Artists threaten to boycott Biennale of Sydney
The exhibition’s main sponsor is contracted to provide service to the government’s controversial detention centres for asylum seekers
By Elizabeth Fortescue. Web only
Published online: 21 February 2014
The Biennale of Sydney has been forced into crisis mode just weeks ahead of its 21 March opening, as local and international artists threaten to pull out of the event or embed protest statements within their Biennale art works.
On Thursday 19 February, 35 of the 90 Biennale artists submitted a letter to the board, citing their moral abhorrence that a major sponsor of the event, the Sydney-based company Transfield, is earning profits from the Australian Government’s controversial policy of mandatory detention for asylum seekers. The signatories, which include the Turner Prize-winning artist Martin Boyce along with other international and Australian artists, have asked the board to drop Transfield as a sponsor and find new backers.

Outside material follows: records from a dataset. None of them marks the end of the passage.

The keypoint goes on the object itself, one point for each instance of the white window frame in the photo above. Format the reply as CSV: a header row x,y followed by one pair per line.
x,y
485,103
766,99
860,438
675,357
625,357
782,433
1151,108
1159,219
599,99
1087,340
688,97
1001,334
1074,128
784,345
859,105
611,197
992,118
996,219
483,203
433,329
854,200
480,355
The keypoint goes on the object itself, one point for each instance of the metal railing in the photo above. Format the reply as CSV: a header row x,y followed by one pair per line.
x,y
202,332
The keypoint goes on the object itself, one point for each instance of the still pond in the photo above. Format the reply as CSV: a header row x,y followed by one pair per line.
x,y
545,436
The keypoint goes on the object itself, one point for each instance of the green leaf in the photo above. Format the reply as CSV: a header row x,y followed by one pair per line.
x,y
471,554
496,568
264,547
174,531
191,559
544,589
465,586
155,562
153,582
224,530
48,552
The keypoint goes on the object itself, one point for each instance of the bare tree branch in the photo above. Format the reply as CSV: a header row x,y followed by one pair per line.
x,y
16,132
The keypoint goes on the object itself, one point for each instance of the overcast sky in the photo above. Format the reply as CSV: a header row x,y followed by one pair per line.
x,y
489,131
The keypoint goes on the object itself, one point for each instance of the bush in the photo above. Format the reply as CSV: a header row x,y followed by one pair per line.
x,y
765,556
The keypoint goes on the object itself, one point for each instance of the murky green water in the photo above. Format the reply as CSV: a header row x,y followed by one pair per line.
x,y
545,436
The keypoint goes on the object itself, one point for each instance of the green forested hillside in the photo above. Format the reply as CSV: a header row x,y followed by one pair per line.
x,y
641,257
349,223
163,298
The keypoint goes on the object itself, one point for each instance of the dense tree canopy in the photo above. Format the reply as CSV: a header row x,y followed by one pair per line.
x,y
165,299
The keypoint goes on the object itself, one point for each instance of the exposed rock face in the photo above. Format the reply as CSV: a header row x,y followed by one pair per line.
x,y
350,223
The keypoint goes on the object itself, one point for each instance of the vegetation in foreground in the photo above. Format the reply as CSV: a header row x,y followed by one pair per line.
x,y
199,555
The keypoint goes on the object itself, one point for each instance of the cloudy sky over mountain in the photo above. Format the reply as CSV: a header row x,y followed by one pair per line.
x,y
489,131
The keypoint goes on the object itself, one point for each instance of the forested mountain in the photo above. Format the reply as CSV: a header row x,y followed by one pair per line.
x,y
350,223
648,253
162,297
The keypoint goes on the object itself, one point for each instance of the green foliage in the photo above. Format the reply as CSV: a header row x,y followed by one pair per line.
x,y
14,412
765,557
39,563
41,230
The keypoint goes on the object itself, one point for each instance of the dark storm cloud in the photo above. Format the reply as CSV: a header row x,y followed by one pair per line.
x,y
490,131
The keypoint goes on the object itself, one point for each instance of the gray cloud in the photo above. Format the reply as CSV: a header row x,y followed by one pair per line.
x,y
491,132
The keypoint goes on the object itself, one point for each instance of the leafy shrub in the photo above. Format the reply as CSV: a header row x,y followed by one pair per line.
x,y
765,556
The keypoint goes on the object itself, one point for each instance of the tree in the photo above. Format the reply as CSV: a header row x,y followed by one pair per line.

Transfield is contracted to the government to provide garrison support, security and welfare services to Manus and Nauru islands in Papua New Guinea, where those seeking asylum in Australia are sent to be detained and processed.
Earlier this week, violence on Manus Island resulted in one man’s death and many other serious injuries, sparking fresh claims that the Australian Government’s mandatory detention policy is an abuse of human rights and a breach of international law.
Luca Belgiorno-Nettis, who chairs the Biennale of Sydney, is an executive of Transfield. His father Franco Belgiorno-Nettis was a founder of the Biennale in 1973 and Transfield has been intricately linked with the event ever since. Guido Belgiorno-Nettis, Luca’s brother, is president of trustees at the Art Gallery of NSW, which is a major venue for the Biennale.
The current crisis at the Biennale began on 4 February, when the Sydney-based academic Matthew Kiem called for a general boycott of the event. This followed Transfield’s announcement that it was extending its involvement with the mandatory detention centres by taking over welfare services, including education, which were previously supplied by the Salvation Army. Critics claimed that Transfield was not qualified to provide such services.
Update: The Biennale board met today and has released a statement, saying it would stand by its sponsor. “We unanimously believe that our loyalty to the Belgiorno-Nettis family—and the hundreds of thousands of people who benefit from the Biennale—must override claims over which there is ambiguity,” the statement says. “It is this board’s duty to act in the interests of the Biennale and all its stakeholders—our audiences, government partners, staff, benefactors and sponsors, along with all Biennale artists and the broader arts sector. On the one hand, there are assertions and allegations that are open to debate. On the other, we have a long-term history of selfless philanthropy, which has been the foundation of an event that has served the arts and wider community for the past 40 years.”